Hi all,
Just a quick note; with a fletcher-4 checksum (the current version), the
following algorithm determines the position of any single-bit error.
bool
has_1bit_err(zio_cksum_t *base, zio_cksum_t *bad, size_t bufsize, int bswap)
{
uint64_t a, b, c, d;
int neg;
size_t nwords = size / sizeof (uint32_t);
uint64_t word;
uint32_t pattern;
if (base->a < bad->a) {
neg = 0;
a = bad->a - base->a;
b = bad->b - base->b;
c = bad->c - base->c;
d = bad->d - base->d;
} else {
neg = 1;
a = base->a - bad->a;
b = base->b - bad->b;
c = base->c - bad->c;
d = base->d - bad->d;
}
if (a != (uint64_t)(uint32_t)a ||
a == 0 || (a & (a - 1)) != 0)
return (0); /* high bits set, or not a power-of-2 */
if ((b & (a - 1)) != 0)
return (0); /* b not a multiple of a */
word = b / a;
if (word == 0 || word > nwords)
return (0); /* b out of range */
if (c != (word * (word + 1)) / 2 * a ||
d != ((word * (word + 1) / 2) * (word + 2) / 3) * a)

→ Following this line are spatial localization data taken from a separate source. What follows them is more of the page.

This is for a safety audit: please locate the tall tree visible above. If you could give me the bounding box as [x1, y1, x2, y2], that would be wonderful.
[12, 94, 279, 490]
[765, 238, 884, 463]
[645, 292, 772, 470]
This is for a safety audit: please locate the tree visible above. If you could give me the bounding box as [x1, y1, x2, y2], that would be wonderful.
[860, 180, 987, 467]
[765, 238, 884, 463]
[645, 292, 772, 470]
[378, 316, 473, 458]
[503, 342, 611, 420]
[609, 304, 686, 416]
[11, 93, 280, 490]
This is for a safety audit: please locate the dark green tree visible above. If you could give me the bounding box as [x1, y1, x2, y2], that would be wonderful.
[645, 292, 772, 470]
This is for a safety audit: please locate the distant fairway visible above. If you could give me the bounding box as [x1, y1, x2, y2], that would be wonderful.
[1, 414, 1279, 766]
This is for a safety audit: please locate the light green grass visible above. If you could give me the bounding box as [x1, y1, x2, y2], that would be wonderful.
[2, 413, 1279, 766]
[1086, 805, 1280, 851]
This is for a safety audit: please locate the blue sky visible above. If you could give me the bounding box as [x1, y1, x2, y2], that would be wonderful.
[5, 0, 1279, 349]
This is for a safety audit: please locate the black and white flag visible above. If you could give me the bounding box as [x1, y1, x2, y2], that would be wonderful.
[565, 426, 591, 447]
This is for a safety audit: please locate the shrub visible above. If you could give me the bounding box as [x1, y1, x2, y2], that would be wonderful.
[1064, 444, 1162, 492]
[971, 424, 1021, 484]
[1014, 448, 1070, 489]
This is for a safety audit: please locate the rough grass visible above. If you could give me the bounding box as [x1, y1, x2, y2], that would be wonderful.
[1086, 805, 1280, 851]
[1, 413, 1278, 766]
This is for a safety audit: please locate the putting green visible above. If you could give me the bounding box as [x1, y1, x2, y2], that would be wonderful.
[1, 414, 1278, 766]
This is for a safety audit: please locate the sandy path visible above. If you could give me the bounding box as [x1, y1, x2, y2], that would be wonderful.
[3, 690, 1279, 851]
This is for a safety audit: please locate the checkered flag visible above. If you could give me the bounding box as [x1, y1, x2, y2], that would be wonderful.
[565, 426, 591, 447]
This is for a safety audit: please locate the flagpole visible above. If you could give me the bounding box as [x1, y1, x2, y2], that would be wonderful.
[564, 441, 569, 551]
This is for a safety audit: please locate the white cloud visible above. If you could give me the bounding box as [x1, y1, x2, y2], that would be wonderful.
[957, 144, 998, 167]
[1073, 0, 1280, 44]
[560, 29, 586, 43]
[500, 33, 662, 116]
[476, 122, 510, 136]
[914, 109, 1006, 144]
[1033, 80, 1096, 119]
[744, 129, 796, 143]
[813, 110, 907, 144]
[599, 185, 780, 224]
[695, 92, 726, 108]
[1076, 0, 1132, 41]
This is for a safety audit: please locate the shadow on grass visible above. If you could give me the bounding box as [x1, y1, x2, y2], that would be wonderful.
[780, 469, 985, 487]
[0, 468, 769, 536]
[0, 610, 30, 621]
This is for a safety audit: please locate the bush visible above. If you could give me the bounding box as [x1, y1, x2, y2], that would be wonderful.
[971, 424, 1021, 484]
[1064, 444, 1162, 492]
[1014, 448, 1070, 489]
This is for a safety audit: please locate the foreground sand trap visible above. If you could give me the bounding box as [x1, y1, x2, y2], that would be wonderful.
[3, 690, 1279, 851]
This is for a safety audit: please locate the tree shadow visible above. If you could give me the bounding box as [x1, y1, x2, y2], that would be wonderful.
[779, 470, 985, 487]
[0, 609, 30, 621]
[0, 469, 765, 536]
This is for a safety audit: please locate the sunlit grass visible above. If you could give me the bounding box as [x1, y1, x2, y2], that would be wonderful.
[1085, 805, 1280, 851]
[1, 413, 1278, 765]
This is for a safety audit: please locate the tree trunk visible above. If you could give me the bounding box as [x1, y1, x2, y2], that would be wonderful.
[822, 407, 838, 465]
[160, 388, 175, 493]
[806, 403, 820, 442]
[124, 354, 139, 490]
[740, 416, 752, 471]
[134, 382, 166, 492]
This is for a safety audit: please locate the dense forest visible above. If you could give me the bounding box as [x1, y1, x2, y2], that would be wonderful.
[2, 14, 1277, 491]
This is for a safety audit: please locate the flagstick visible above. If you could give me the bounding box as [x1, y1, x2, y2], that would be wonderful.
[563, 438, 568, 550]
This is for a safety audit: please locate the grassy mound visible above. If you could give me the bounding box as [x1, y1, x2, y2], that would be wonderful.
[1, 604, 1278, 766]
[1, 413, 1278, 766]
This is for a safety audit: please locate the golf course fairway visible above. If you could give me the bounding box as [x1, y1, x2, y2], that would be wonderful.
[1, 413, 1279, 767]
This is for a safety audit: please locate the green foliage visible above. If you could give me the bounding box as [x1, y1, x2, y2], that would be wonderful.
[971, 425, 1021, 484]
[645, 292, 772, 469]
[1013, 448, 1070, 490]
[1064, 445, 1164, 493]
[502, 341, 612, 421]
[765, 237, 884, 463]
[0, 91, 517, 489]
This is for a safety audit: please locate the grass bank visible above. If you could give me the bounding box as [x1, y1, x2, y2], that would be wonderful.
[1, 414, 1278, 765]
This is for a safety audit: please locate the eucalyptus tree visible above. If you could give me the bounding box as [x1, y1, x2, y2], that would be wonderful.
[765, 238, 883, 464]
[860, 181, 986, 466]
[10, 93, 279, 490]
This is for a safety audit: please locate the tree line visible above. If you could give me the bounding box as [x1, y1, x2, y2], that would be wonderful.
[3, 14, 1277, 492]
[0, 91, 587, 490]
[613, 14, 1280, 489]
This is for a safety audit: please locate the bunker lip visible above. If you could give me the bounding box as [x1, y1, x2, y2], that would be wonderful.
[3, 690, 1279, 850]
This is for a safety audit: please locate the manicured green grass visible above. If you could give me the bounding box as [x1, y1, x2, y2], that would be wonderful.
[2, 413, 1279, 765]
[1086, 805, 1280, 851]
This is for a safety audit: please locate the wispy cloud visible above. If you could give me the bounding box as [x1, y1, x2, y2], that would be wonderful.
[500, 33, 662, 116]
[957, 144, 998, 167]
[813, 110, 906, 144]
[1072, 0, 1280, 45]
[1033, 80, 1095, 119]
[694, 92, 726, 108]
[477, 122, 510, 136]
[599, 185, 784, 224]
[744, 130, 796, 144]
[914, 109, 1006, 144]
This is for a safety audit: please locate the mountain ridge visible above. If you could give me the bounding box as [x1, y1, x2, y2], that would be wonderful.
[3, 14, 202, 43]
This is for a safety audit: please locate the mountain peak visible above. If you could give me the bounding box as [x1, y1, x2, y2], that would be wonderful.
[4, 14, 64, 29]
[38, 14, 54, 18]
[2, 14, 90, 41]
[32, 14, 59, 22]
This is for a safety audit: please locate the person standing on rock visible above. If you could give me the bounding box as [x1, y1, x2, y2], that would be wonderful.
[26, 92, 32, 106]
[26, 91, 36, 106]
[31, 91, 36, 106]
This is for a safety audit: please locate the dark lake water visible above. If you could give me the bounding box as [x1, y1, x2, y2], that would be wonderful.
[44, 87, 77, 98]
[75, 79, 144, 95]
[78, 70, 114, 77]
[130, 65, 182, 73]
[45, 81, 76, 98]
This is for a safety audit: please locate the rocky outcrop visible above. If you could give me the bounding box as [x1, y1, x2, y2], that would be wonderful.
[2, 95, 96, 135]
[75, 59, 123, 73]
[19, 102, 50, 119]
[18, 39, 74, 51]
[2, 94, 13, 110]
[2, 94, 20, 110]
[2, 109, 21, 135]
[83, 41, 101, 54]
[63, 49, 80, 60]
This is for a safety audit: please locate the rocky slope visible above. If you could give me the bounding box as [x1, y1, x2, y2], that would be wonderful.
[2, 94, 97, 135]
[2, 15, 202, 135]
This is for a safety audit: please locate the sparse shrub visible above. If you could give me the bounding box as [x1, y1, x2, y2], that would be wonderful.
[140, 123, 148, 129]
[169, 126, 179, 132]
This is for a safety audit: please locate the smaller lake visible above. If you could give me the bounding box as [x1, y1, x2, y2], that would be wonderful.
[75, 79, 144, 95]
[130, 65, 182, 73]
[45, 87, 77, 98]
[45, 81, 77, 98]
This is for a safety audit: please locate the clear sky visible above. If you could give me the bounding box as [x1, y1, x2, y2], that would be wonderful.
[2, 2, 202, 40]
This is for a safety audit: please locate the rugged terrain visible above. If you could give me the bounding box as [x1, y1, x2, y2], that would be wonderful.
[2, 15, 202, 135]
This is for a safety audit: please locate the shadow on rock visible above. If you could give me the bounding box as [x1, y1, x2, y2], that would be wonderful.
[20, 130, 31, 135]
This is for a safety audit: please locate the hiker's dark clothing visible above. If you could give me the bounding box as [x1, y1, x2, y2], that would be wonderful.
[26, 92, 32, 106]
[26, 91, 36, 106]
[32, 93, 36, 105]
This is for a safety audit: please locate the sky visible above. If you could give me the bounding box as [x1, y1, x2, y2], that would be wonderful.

return (0); /* c and d don't match up */
pattern = bswap ? BSWAP_32((uint32_t)a) : (uint32_t)a;
printf("error is %c%lx in word %ld\n",
dir ? '-' : '+', pattern, (size_t)(nwords - word);
return (1);
}
Handling multi-bit errors would be more complicated, of course, and this
would need a slight update to be used with (mod 2^32 - 1) calculations.
In any case, this is effectively zero work; it wouldn't be hard to correct
single-bit errors when we read in a bad block, and self-heal the source.
Cheers,
- jonathan